Certains chercheurs ont proposé que la perte de thymocytes a lieu parce que les œstrogènes bloquent la production de cellules T au niveau des précurseurs. Cette prémisse provient d’une étude dans laquelle le traitement aux œstrogènes a entraîné une augmentation des niveaux des progéniteurs CD44+ les plus précoces et une déplétion de tous les sous-ensembles thymocytaires définis de cellules T CD4+ et CD8+ . D’autres chercheurs ont proposé que l’involution thymique soit due à une réduction induite par les œstrogènes des progéniteurs thymiques précoces. Ces études suggèrent la possibilité que la perte de thymocytes soit le résultat d’une altération de la production de cellules T.

Martin et al , en utilisant la microscopie optique et électronique, ont observé une perte de thymocytes induite par les œstrogènes dans le cortex sous-capsulaire et profond du thymus de rat. Dans la région médullaire, ils ont trouvé des preuves d’une augmentation de la perméabilité vasculaire des vaisseaux sanguins situés près de la jonction corticomédullaire. Les lymphocytes ont souvent été vus migrant à travers les parois élargies de ces vaisseaux sanguins. Ils ont conclu que « la libération de lymphocytes du thymus semble être le principal facteur induisant l’involution thymique. » D’autres ont observé que les vaisseaux lymphatiques dans les thymus involués sont remplis de lymphocytes (cellules T) .

Bien que non identifiés comme tels, ces vaisseaux lymphatiques devraient être des vaisseaux lymphatiques efférents, puisque le thymus est dépourvu de la variété afférente , une distinction importante.

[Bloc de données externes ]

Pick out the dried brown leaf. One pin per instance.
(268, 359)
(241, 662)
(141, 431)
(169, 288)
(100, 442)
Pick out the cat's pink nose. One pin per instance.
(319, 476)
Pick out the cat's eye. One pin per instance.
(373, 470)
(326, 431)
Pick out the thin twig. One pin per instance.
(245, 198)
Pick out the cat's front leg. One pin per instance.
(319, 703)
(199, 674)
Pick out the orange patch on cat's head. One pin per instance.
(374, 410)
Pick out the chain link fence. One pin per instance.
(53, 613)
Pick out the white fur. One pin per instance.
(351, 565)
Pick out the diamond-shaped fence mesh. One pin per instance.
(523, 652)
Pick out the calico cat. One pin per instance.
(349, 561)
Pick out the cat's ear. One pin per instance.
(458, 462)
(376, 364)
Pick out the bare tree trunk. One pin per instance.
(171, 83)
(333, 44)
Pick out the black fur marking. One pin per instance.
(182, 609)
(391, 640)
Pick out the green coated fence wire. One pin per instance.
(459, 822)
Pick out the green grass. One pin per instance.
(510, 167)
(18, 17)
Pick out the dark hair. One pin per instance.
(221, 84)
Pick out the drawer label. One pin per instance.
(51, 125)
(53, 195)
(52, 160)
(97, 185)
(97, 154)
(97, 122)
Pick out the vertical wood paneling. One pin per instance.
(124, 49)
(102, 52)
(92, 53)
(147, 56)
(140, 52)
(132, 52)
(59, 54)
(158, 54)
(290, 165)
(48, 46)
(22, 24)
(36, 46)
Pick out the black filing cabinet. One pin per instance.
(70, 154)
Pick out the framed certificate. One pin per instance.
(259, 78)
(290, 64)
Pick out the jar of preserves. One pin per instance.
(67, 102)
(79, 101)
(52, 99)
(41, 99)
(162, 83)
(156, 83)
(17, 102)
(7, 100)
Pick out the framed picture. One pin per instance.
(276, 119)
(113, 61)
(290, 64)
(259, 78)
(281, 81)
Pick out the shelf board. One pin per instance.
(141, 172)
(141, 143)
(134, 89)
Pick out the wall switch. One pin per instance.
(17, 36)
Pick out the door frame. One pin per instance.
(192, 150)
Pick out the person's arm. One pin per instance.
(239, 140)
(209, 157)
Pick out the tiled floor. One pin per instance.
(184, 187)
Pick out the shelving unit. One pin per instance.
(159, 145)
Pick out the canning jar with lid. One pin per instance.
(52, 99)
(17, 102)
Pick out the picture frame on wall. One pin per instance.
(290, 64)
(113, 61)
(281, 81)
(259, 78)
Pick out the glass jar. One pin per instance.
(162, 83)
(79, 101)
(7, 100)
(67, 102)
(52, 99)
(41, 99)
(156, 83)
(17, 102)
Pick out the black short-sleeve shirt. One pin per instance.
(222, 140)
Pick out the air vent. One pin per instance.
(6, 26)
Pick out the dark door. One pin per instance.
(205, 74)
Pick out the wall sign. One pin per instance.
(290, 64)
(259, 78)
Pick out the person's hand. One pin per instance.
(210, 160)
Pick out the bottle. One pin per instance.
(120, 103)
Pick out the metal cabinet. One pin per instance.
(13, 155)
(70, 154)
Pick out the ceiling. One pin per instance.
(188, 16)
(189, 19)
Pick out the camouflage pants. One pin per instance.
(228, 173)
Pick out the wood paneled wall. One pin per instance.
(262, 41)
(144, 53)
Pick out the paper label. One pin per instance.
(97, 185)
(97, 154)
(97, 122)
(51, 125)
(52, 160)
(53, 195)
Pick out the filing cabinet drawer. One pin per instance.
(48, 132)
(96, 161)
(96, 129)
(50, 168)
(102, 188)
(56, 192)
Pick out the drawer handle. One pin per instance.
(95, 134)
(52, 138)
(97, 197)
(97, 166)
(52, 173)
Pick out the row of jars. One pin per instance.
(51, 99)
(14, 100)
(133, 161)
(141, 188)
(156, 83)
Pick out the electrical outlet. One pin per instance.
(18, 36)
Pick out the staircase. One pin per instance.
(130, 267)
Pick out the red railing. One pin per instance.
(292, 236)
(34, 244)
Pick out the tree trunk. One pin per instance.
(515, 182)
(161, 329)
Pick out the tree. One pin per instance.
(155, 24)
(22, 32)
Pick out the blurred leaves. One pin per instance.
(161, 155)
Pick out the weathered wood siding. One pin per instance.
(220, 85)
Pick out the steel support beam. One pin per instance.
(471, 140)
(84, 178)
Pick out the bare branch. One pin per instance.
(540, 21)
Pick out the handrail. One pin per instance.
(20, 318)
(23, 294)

Oner et Ozan ont rapporté qu’un traitement prolongé de rats femelles avec de la testostérone ou des œstrogènes (quotidiennement pendant 3 semaines) a provoqué une involution thymique étendue. Cette involution était accompagnée d’une perte de thymocytes dans la région sous-capsulaire ainsi que dans le cortex profond. Les vaisseaux sanguins dans la médulla thymique étaient également élargis, comme l’a noté le rapport de Martin et coll. La découverte la plus significative d’Oner et Ozan, cependant, a été l’identification de mastocytes dans le tissu conjonctif de la capsule thymique et dans le stroma de la moelle thymique. Chez les rats témoins non traités, les mastocytes étaient répartis de façon clairsemée, alors que chez les animaux traités aux stéroïdes, ils étaient plus nombreux et se trouvaient souvent en amas. Le fait que les mastocytes sécrètent des vasodilatateurs ne laisse guère de doute quant à la cause de l’augmentation de la perméabilité vasculaire, ce qui pourrait expliquer pourquoi les thymus involués étaient remplis de lymphocytes. En ce qui concerne l’identité de ces lymphocytes, des études menées sur des souris nues auxquelles on a injecté des œstrogènes et implanté des thymiques ont révélé que la « perte de thymocytes » était le résultat de la décharge de deux sous-ensembles de cellules T DN . Un sous-ensemble avait un récepteur αβ typique des cellules T (TCR), et l’autre avait un TCR γδ unique.

Production de cellules T

Le thymus est constitué de deux lobes distincts, chacun composé d’une médulla centrale et d’un cortex externe. Deux couches de tissu conjonctif, séparées par un sinus, encapsulent les deux lobes. Chez la plupart des espèces, la capsule donne naissance à des travées qui pénètrent dans le cortex et se terminent à la jonction corticomédullaire, assurant ainsi un lien structurel avec la médulla. Une membrane basale soutient un épithélium aplati spécialisé qui tapisse la sous-capsule et les trabécules. Les artères se déplacent à l’intérieur de la capsule, puis pénètrent dans le cortex sous forme d’artérioles ou continuent dans les travées jusqu’à ce qu’elles atteignent la jonction corticomédullaire, où elles passent dans la moelle. Les artérioles deviennent progressivement plus petites et continuent dans tout le thymus sous forme de capillaires, avant de se transformer en capillaires veineux et de s’élargir pour former des veinules postcapillaires (VPC). Ces veinules mènent finalement à des vaisseaux sanguins majeurs qui remontent vers les trabécules, où ils partent à proximité des artères entrantes .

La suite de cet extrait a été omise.